Beirut Art Fair highlights collectors and evolving art tastes in the Middle East

Zoulikha Bouabdellah, Mirage I, 2011. — AFP pic
Zoulikha Bouabdellah, Mirage I, 2011. — AFP pic

BEIRUT, Sept 17 — In its eighth year, the Beirut Art Fair (September 21-24) continues to link the international contemporary art scene to the regional scenes in Lebanon and the Middle East. Gathering an ever-growing number of participating artists and galleries, the fair celebrates Arab identity and examines both the region’s concerns and interests.

This year, 51 galleries (including 29 first-time participants) will be present at the fair. The participants come from 23 countries — Armenia to Chile, Greece to Qatar, Saudi Arabia to Thailand, Tunisia to Uruguay.

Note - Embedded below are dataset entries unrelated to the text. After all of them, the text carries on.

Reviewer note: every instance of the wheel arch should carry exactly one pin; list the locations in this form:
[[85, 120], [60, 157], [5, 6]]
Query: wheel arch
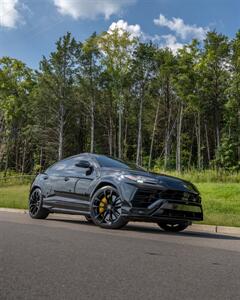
[[102, 184], [34, 188]]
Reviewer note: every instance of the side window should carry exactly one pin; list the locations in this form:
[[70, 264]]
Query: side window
[[65, 165]]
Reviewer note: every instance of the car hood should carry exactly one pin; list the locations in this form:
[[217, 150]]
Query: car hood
[[166, 181]]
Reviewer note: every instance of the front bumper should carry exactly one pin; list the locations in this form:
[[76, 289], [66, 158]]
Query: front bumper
[[157, 204]]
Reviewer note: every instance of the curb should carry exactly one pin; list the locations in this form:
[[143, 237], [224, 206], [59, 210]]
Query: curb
[[14, 210], [194, 227]]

“The focus of the 2017 edition of Beirut Art Fair is threefold: To foster a spirit of expansion and renewal, to promote the discovery of young talents, and to unfold a new perspective on the recent history of creation and collecting in Lebanon,” Founder and Fair Director Laure D’Hauteville said in an official statement.

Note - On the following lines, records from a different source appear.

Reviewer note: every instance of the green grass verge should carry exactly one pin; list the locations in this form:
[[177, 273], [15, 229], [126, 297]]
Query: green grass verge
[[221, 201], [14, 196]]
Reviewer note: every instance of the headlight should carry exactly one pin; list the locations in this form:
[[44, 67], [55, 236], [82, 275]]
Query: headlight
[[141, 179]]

The Beirut scene offers a varied network of collectors. This year, the ensemble of key collectors will directly inform one of the principal exhibitions, “Ourouba, The Eye of Lebanon,” conceived as a highlight of the fair. It features works on loan from the most important private and public collections, bringing to the forefront the aesthetic and socio-political themes resonant in the Arab world over the last decade.

The issues of violence, war, and pillaged historical sites in the Middle East are reflected in the production of local creative minds as they grapple with the surrounding chaos. This particular exhibition posits: “How do artists from this region, many of them secular, express, offset, or avoid the turbulence, corruption, humiliation and surveillance so present in their daily lives? How do they express ourouba — arabicity — a sense of their Arab identity?” These 21st century productions and acquisitions of  installations, paintings, photography, videos, and sculptures, drawn from major private and institutional collections throughout Lebanon, grapple with these complexities.

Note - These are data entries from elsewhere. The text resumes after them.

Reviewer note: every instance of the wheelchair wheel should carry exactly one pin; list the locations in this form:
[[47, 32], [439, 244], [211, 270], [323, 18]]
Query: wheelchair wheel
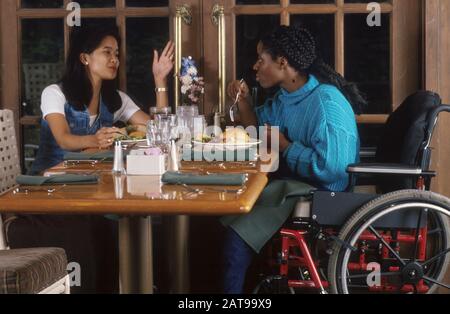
[[372, 256]]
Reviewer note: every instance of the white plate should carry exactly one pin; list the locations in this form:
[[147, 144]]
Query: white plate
[[228, 146]]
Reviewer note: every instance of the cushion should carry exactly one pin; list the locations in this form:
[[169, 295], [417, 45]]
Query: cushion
[[29, 271]]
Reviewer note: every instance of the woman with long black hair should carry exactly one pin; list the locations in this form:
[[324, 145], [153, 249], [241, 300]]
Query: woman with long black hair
[[317, 138], [79, 113]]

The fair will also include a space dedicated to Kahlil Gibran’s renowned work “The Prophet,” illustrated by Rachid Koraïchi. An exhibition on “Food Art” integrates both aesthetic creation and culinary creation. Revealing is a dedicated platform to showcase promising young artists, which this year has been allotted more space, so that the 26 participating galleries (16 of which are first-timers) can comfortably promote the up-and-coming artists from their rosters.

The fair will also present a series of roundtable discussions and debates, plus a VIP program that includes visits to studios, private collections, and museums.

In tandem, Beirut Art Week (September 19-26) provides an offsite artistic circuit held in public spaces and prestigious shops, notably including large-scale sculptures and an open-air cinema dedicated to short films.